Clip summary: Roger Bennett talks to Klinsmann about his team. They discuss replicating the German blueprint in 2006, pace and athleticism, funneling players from the youth setup up through the senior team, and, of course, Landon.

What’s really happening: Nestled deep in Klinsmann’s pupils you see a distinct “I told you I’m my own man” glow. Every single time Klinsmann opens his mouth, he might as well be screaming “Takeover” lyrics from Jay Z’s Blueprint album. By the time he says, “Most other coaches probably will have Landon right in the 23. For me, how I look at it, and the challenges ahead of us…” I have to turn off the television, because I get indigestion watching premeditated criminal activity. In those few seconds that passed while I calmed my heart rate, all I could think was, “Rog, if you want to live to try on another blazer, get out of the room. Now! This man is a monster.”

June 3, 2014

Clip summary: In front of a national audience, Alexi Lalas tells a crowd in New York’s Times Square, “I don’t think [the USMNT] gets out of the group.” Tim Howard says Alexi’s words are “hollow.” Kyle Beckerman says, “They’re just words.”

What’s really happening: Klinsmann’s master plan is working to perfection. He surgically removed what so many thought was a vital appendage of the U.S. team. Then he gave us a cold German stare to drive home the fact that he knew what he was doing and wasn’t afraid to do the evil things necessary to rally his troops. But he knew that his team was still bleeding, so he employed a tactic commonly used in politics: He eliminated the old narrative by turning the focus to a new enemy. He used that new enemy to create team unity. Remember, team unity was the focus of the first clip.

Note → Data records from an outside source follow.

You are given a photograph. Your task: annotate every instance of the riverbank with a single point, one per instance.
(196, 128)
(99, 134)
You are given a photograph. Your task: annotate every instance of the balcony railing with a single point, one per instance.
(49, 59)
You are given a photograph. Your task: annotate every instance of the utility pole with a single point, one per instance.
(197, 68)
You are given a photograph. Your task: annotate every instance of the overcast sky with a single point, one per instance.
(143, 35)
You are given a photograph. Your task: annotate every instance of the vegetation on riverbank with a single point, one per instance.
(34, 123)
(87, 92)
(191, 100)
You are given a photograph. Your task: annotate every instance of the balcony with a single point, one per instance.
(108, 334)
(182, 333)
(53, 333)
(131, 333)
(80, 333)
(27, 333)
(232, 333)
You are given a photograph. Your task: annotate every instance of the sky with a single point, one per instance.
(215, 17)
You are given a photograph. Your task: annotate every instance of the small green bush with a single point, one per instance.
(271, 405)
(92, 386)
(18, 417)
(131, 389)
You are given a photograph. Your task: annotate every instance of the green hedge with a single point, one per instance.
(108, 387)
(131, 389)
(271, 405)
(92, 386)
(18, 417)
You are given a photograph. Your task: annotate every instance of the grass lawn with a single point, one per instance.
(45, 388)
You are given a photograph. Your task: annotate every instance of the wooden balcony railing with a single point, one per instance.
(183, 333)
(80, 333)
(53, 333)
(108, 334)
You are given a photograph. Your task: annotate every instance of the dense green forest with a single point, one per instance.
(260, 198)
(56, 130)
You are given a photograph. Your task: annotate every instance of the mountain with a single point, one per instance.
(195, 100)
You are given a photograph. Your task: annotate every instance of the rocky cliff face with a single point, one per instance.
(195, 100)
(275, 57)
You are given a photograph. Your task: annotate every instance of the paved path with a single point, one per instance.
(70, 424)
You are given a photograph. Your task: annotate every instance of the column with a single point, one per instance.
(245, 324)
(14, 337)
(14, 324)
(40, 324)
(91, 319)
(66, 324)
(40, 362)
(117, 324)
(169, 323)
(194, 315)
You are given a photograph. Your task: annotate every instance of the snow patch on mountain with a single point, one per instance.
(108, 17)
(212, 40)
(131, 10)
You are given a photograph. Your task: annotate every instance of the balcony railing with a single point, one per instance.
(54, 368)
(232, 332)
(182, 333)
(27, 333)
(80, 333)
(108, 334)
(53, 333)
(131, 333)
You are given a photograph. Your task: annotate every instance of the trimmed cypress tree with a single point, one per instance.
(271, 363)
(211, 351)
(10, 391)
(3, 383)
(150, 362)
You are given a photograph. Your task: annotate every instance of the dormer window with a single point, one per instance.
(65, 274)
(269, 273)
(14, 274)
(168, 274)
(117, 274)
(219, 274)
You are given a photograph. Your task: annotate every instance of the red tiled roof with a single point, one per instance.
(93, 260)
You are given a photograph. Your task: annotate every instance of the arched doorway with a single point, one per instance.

The new common enemy is Alexi Lalas. My suspicion, based on reviewing several whole minutes of footage, is that Alexi is in cahoots with Klinsmann. You see it in his eyes, especially if you watch this segment in slow motion. Backwards. Successful leaders of nations don’t survive without having operatives who have infiltrated the fourth estate. And Alexi is clearly tasked with poking the bear. That bear is the team. That bear is also you. Klinsmann is poking all of us to build team unity. He might be a genius.

How do I know all this? Because I watched Inside: U.S. Soccer’s March to Brazil. So should you. It’s a goldmine of information if you put on your conspiracy glasses.